Wednesday, April 8

Chicago, Chicago, that toddlin' band and/or town


If Memory Swerves™, 'twas on this day in history (April 8, 2016) that the Chicago Transmit Authority® — later, simply, "Chicago" — was inducted into the Rock 'n Roll Hall of Old Flames™. Never in the history of popular recording has a more unlikely assemblage of train conductors, railway signalmen and trolley car drivers gathered together with such sustaining musical efficiency as these hippy-haired horn blowers and pigskin pounders. They redefined what a brass band could be and their multi-textured song offerings and gigantine album packagings would take to the Billboard® Charts with singular — if not double or triple-plattered — aplomb for years. That they would return to the world stage for the ceremonies in Cleveland was a much needed (handgun) shot in the arm to their namesake Second-Tier City™, a toddlin', windblown township that was seeing bad news arrive on its doorstep with every afternoon delivery of the Chicago Today® broadsheet.

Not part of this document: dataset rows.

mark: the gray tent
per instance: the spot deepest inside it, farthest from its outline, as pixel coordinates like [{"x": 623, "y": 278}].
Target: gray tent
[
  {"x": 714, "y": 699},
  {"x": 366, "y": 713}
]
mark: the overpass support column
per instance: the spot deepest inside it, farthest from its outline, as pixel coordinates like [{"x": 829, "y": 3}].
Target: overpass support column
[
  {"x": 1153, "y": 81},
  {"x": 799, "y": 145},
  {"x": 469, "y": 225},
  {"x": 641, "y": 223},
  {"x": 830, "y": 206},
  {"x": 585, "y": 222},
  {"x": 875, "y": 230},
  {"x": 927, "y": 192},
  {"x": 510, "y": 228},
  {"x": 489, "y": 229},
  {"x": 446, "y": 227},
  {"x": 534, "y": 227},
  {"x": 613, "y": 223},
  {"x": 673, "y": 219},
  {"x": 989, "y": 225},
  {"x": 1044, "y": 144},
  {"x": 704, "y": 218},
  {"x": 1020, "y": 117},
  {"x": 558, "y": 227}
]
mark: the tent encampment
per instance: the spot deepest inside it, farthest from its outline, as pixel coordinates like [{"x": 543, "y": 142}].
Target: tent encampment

To wit: Their bi-annual overtures to host the Special Olympic® Games were dismissed with a snicker by the United Nations, their hair-hatted Mayor Rahm Blagoyavich, a once and future foul-mouthed U.S. Senator, remained under big house arrest, and their hopes that a space-age, lake-fronted museum would supplant the hideousness of Soldier’s Memorial Field were about to be dashed. Then there were the ongoing failings: Their professional sporting teams were an altogether embarrassment, the culinary skills of their restaurateurs had been savaged by the Michelin® Ma'am and the dismantling of their advert agencies proceeded unchecked, with creative directors taking to the pavement with their absconded portfolio cases and ponytails en masse. If someone were to somehow trumpet the return of The City of Big Shoulders, Stumochs and Hind Ends™, who better than the bloody blowhards in the bland? Original members Mangione, Peterik, DeYoung, etCetera had welcomed a new crop of trombonists and tubateers to the fold and the stage at the Bar-Kays® Center on the gig night was "jammed" to full capacity for a anticipated jam session alongside other lone-monikered state-sanctioned inductees Kansas, Boston and Baton Rouge. Today, the grizzled, soul-patched road warriors in Chicago journey on. 'Tis “only the beginning” for these journeymen noisemakers. 25 or 6…to more, gents!!